The truth is, there are plenty of times in life when we feel a very real conflict between our social/collective obligations and our personal/individual ones. Today, I'd like to discuss those conflicts.
Most often, this conflict is explored from the standpoint of an implied preference toward collectivism. The child who complains that someone else is playing with his toys is admonished for being selfish and encouraged to share. The employee who objects to the way business is being handled is reprimanded for "not being a team player." The Uncle Scrooge is criticized for letting his ambition get in the way of his personal relationships. We are all very familiar with these situations. They are a part of our culture, which means that they are part-and-parcel to our social nature. Obviously, we would expect this to be the case - these situations reflect a preference for collectivism over individualism.
Less familiar to us are tales and descriptions of "the other side" of these same stories, the individualistic side.
The child who will not share is, after all, a child. If we accept the premise that children are not born with a perfect understanding of themselves, and with a need to self-actualize and get along with others, then we must not conclude that the child is simply being wicked and greedy. The truth is, the child is not yet mature enough to understand our concepts of private property and social inclusion. It takes experience and parental guidance for that child to understand that his toy still belongs to him, even when he shares it with others. It is incumbent upon us to teach our children that sharing is a kind gesture offered to others that helps others understand that we value their friendship, and to set a precedent for further cooperation between us in the future. Therefore, we should think about the child's potential confusion before we chastise him for "failing" to share. Private property and cooperation are concepts that many adults do not understand; a child's confusion should be understood and forgiven. When we correct such behavior, we should do so with that confusion in mind.
Many books could be - and have been - written on the topic of office politics. I certainly claim no expertise on that subject, although I can claim some experience. Perhaps, in days gone by, the workplace was an easier environment to navigate because both roles and job descriptions were much better-defined. In a factory or on a construction site, for example, work is often divided according to specific tasks: the inspector inspects, the drywall hanger hangs drywall, the framer frames, the foreman oversees, the estimator estimates, and so on. Each employee knows his or her specific task to complete, and knows precisely to whom he or she can escalate difficulties. There is not a lot of room for complex office politics in more "traditional" forms of employment precisely because responsibilities and obligations are all very well-established.

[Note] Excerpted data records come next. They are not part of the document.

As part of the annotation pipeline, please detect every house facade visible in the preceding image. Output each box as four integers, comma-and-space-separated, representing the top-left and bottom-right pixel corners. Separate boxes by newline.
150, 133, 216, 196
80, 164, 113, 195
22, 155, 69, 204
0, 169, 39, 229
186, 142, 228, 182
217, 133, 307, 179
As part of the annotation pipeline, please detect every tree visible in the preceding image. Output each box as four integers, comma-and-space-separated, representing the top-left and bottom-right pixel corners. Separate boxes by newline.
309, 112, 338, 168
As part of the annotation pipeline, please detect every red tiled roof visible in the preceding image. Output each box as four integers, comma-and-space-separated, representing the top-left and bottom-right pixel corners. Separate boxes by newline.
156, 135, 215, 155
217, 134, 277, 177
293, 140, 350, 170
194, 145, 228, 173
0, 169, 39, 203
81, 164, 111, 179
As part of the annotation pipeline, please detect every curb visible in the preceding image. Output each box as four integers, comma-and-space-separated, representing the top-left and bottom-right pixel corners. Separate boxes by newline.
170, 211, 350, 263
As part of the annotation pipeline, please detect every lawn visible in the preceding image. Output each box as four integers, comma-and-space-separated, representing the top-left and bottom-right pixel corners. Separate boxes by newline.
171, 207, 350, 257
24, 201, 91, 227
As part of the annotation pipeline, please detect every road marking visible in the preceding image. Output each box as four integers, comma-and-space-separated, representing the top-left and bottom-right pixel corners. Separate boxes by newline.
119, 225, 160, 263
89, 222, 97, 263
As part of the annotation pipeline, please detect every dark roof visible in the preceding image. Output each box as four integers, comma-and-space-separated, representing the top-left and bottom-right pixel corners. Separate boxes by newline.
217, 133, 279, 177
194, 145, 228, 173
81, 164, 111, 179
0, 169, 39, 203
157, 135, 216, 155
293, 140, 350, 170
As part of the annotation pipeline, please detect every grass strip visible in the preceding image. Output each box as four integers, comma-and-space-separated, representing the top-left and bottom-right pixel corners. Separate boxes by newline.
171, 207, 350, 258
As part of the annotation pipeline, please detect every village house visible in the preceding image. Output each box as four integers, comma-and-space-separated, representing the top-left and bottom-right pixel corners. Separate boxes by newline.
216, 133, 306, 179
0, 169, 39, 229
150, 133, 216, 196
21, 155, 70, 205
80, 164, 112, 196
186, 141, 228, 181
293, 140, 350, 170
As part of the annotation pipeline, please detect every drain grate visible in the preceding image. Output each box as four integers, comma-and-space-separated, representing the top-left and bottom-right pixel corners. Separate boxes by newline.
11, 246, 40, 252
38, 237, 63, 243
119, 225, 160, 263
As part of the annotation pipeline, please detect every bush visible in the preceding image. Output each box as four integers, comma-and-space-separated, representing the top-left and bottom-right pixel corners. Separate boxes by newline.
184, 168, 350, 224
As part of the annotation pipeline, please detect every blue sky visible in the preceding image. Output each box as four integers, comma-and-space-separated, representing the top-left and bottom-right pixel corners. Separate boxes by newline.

We can contrast this sort of organization to a modern, service-industry organization, such as a consulting firm. A consulting firm contains a team of people who all share a roughly homogeneous skill set. To the extent that each consultant performs a different task, this determination is made by the project manager, whose own skills are roughly the same as those of his or her team members. Each individual team member, given sufficient time (and authority), would be able to perform all of a project's associated tasks himself or herself. The reason a project is performed by a team instead of an individual is not due to any individual's shortcomings, but rather due to the fact that it is more efficient for tasks to be divided up and worked on simultaneously. And yet, there is an extensive organizational hierarchy in any consulting firm: the employees exist on a totem pole with "junior analysts" at the bottom, performing "grunt work," while "consultants" or "senior consultants" perform mid-level tasks; most of the organization and planning is performed by "principle consultants" or "project managers." This all seems fine enough in theory, but in practice, when do we know we are performing "grunt work," versus "mid-level" tasks? When do we know we have sufficient "experience" to act as a "senior consultant" versus a simple "consultant?" To a great extent, these determinations are arbitrary. Someone does, in fact, determine what is what, but that determination is made according to that person's own ideas, and only justified after the fact. The employees in this latter kind of organizational structure are, therefore, confused about who has authority over them, who has the responsibility of training them and assigning work to them, who is their direct point of escalation when things go wrong, and when they can even say that they have finished the job that has been asked of them.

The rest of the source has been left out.